The alarming trends come ahead of a season that is likely to be particularly challenging. Students across the country have returned to class and college students – some of whom live on campuses that reported Covid-19 outbreaks – will soon return to visit their families and could unknowingly bring the virus back with them. And Covid-19 will also be stacked up against the flu season and be able to create what doctors call a “twin-demic.”
What happens next is unclear. But here’s how we got here:
about a month after Covid-19 was declared a pandemic by the World Health Organization,
The United States hit its first peak during the pandemic, averaging just over 31
,800 daily cases, according to data from Johns Hopkins University.
The cases were mainly grouped in New York with other minor outbreaks in places like Washington State, Louisiana and Illinois. Around that time, the state of New York had more infections than any other country in the world with more than 160,000 cases. Pr. On October 16, the state reported more than 481,000 infections.
By June 9th The U.S. had flattened the curve and was averaging about 20,340 new cases daily, data from Johns Hopkins showed. States reopened after week-long lockdowns introduced to help curb the spread of the virus.
With the easing of measures, more Americans began to venture out, and images and videos emerged of parties and other gatherings without social distance and few masks in sight.
July 22ndthe nation reached its highest peak of the pandemic to date with an average of more than 67,000 cases daily. The United States saw great peaks in cases in the West and South.

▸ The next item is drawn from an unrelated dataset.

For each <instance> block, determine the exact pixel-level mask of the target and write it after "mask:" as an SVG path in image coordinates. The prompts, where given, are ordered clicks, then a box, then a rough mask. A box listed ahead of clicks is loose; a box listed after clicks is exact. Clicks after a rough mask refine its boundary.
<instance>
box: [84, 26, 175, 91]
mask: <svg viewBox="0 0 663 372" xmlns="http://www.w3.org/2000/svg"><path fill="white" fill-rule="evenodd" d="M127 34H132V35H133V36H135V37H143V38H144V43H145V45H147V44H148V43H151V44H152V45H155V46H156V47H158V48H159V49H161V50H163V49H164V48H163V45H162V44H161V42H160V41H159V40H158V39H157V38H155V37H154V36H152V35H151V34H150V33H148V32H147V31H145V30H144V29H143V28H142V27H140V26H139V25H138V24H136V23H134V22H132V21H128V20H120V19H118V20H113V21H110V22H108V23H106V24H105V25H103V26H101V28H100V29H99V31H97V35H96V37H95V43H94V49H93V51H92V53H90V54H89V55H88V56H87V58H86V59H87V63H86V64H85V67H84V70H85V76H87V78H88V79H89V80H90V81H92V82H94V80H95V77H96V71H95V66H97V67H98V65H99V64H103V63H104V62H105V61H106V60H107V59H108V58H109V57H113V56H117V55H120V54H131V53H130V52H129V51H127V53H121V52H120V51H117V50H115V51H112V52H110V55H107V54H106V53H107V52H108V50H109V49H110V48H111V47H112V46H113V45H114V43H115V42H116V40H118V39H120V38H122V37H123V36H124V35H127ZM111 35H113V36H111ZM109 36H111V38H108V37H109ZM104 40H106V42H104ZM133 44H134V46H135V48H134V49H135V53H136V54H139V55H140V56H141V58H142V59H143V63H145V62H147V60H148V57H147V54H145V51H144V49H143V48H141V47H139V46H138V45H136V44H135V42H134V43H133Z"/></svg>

The case erupted weeks after the crowds celebrated the holiday on July 4th. Across the country, local officials warned that more young people were testing positive and helping to increase the rate of infection.
Arizona, Florida, California, Texas and Georgia added thousands of cases a day. Experts called the Florida epicenter the pandemic, and by the end of the month, more than four dozen hospitals across the state reported full ICUs.
By September 12th the summer peak had dropped to just over 34,300 on average new cases daily according to data from Johns Hopkins. This baseline was higher than it was in the spring, and experts warned Americans to work to lower it as the nation was heading into the colder autumn and winter months.
Now, hotspots in rural Midwest were popping up as children in many American communities returned to school, sports resumed, and political rallies kicked in high gear. Just 10 days later, the country surpassed 200,000 deaths.
Now, we see another increase in cases. The United States has just surpassed eight million infections, and more than 218,000 Americans have died.
The nation has an average of more than 53,000 new cases a day, and at least 26 states reported more than 1,000 new infections in one day this week.
Unlike in earlier times, states reporting alarming trends are spread across all regions of the United States. The crushing of new cases in the Midwest has not failed, and now places like the Northeast, which have been relatively stable since the spring, are seeing an increase in cases.